Tres años después pude recoger el hilo de ese desencuentro entre don Juan Carlos y Adolfo Suárez. El hilo pasó por dos manos. La primera era la de Rafael Calvo Serer, presidente del diario "Madrid" y hombre próximo a círculos monárquicos leales a don Juan de Borbón. Rafael siempre traía noticias frescas a las reuniones con su tertulia. Pocas semanas antes del 23 de febrero habló de "un grupo de 100 oficiales con mando de tropa" que estaban dispuestos a intervenir. Esto fue más o menos en los mismos días en que se supo que el diputado socialista Enrique Múgica se había reunido con el general Armada en Jaca. Cosa significativa si se tiene en cuenta que en febrero el rey nombró  al general segundo jefe de estado mayor del ejército. Todo lo dicho en este párrafo no es nada revelador, pues en su momento se supo y se analizó. Sin embargo, a la luz de lo dicho por el embajador Lahn, quizás al nombramiento de Armada se le pueda dar una interpretación diferente de la que se dio después del golpe: que el rey le había devuelto al ejército, para que no ejerciera presión de cualquier tipo sobre él.

El último testimonio que recibí por el segundo hilo es el más sugestivo, pues muestra hasta qué punto don Juan Carlos estaba dispuesto a deshacerse de Suárez a cualquier precio. Me vino por Eduardo Navarro Álvarez, un viejo amigo mío del colegio mayor Santa María de Europa con quien mantuve larga amistad. Eduardo había sido vicesecretario general del Movimiento cuando Suárez era el secretario general. Luego fue subsecretario de Gobernación y desde ese puesto preparó para Suárez reformas y leyes políticas.

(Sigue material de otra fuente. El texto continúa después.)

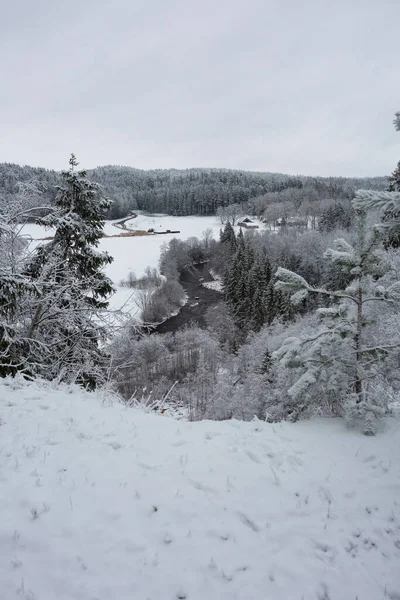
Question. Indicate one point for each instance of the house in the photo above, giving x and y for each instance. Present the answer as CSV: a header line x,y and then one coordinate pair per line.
x,y
247,224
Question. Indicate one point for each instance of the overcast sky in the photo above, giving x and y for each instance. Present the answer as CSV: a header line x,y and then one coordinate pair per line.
x,y
294,86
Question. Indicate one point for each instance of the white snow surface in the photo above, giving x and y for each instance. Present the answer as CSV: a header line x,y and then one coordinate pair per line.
x,y
137,253
102,502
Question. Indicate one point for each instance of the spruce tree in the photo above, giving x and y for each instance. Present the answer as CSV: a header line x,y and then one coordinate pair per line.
x,y
388,203
74,288
340,354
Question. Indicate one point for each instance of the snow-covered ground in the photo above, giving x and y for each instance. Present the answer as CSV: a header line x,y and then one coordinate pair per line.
x,y
137,253
99,501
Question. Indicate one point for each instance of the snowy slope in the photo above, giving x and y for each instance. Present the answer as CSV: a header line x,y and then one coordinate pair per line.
x,y
103,502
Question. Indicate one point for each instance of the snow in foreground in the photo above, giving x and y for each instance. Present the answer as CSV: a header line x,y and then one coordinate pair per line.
x,y
103,502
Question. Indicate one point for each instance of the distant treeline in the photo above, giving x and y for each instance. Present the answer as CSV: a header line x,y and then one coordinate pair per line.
x,y
185,192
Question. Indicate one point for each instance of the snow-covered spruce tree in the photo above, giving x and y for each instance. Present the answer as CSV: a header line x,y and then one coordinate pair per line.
x,y
15,348
340,356
68,270
388,203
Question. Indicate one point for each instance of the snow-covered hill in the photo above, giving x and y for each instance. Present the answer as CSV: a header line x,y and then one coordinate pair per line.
x,y
102,502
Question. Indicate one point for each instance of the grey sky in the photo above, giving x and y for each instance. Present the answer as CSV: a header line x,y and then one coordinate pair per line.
x,y
295,86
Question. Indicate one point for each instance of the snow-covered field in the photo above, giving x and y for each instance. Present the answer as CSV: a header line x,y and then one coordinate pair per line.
x,y
103,502
137,253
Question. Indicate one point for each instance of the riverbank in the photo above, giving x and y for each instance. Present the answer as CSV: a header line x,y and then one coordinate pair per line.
x,y
200,298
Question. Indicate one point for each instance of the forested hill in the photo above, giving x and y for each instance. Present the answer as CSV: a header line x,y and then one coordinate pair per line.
x,y
185,192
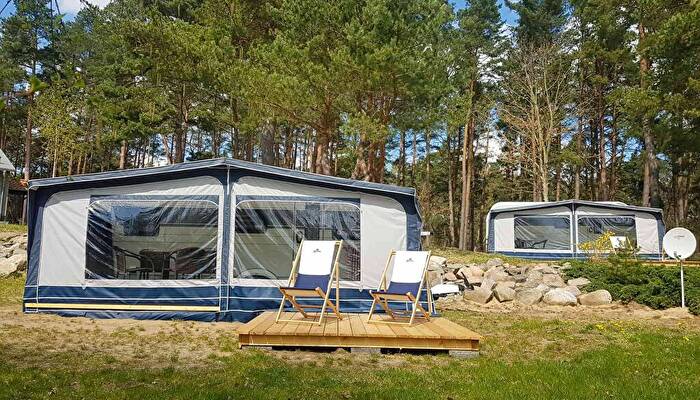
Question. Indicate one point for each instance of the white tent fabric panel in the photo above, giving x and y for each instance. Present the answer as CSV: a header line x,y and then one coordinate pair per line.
x,y
65,223
383,225
646,225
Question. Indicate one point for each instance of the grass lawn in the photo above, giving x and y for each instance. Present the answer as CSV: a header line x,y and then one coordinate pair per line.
x,y
535,355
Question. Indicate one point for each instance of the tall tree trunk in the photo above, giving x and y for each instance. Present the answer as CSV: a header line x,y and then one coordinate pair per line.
x,y
467,156
28,139
649,189
402,158
122,154
451,191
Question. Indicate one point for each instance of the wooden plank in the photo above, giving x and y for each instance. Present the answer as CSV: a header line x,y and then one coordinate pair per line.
x,y
358,328
252,324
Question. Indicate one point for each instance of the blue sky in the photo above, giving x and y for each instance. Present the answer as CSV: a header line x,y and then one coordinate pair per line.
x,y
70,7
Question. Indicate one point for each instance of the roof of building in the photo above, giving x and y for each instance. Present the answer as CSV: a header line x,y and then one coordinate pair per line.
x,y
530,205
223,163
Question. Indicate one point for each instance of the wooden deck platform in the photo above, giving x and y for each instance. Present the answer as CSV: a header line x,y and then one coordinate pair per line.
x,y
355,332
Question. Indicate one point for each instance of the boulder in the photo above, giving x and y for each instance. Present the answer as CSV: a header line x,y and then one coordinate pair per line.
x,y
578,282
479,295
559,297
437,263
487,283
497,274
533,279
545,269
475,270
494,262
528,297
553,280
449,276
597,298
508,284
503,293
474,280
573,290
14,263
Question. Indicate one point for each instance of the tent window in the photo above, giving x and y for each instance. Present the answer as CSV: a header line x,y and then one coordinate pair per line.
x,y
542,233
268,233
591,228
151,239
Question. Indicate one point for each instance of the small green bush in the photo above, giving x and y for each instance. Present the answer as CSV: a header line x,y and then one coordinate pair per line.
x,y
628,280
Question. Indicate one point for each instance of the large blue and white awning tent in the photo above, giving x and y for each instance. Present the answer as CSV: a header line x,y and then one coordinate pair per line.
x,y
554,230
205,240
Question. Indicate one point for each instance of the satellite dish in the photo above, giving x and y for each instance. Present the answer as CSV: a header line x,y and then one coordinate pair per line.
x,y
679,243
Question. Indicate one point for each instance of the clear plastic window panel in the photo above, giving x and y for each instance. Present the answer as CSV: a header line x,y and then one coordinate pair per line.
x,y
268,234
151,239
542,233
591,228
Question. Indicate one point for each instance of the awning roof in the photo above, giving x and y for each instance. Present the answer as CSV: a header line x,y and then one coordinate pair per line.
x,y
222,163
611,205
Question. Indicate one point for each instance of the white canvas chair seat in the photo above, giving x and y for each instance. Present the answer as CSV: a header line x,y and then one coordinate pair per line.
x,y
404,283
314,270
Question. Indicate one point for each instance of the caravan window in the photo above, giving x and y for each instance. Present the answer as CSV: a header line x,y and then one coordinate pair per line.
x,y
151,239
591,228
268,233
542,232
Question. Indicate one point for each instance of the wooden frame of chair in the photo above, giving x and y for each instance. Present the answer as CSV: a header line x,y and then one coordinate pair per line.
x,y
290,293
383,298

Suárez, que se llevó a Navarro a su bufete cuando dejó el gobierno, le había confiado lo siguiente: un día fue convocado por el rey a la Zarzuela. Al entrar, para su sorpresa, se encontró en una sala a cuatro altos mandos militares. El rey se excusó un momento y salió, dejando a Suárez con los tri-estrellados. Éstos le pidieron que presentara la dimisión. Suárez preguntó por qué razón: uno de ellos le dio una respuesta algo truculenta. Suárez anunció su retirada del cargo y, de hecho, de la vida política activa.

Todos los que me hicieron las confidencias han muerto. No podrán ni confirmar ni negar lo que aquí relato. Tampoco soy ya rehén de mi promesa de no revelarlas. Lo único que puede tener algún significado son los testimonios de un observador de la vida nacional que miraba por los huecos por los que sus contactos le permitían de vez en cuando observar  una España convulsa.

Antonio Sánchez-Gijón es analista de asuntos internacionales.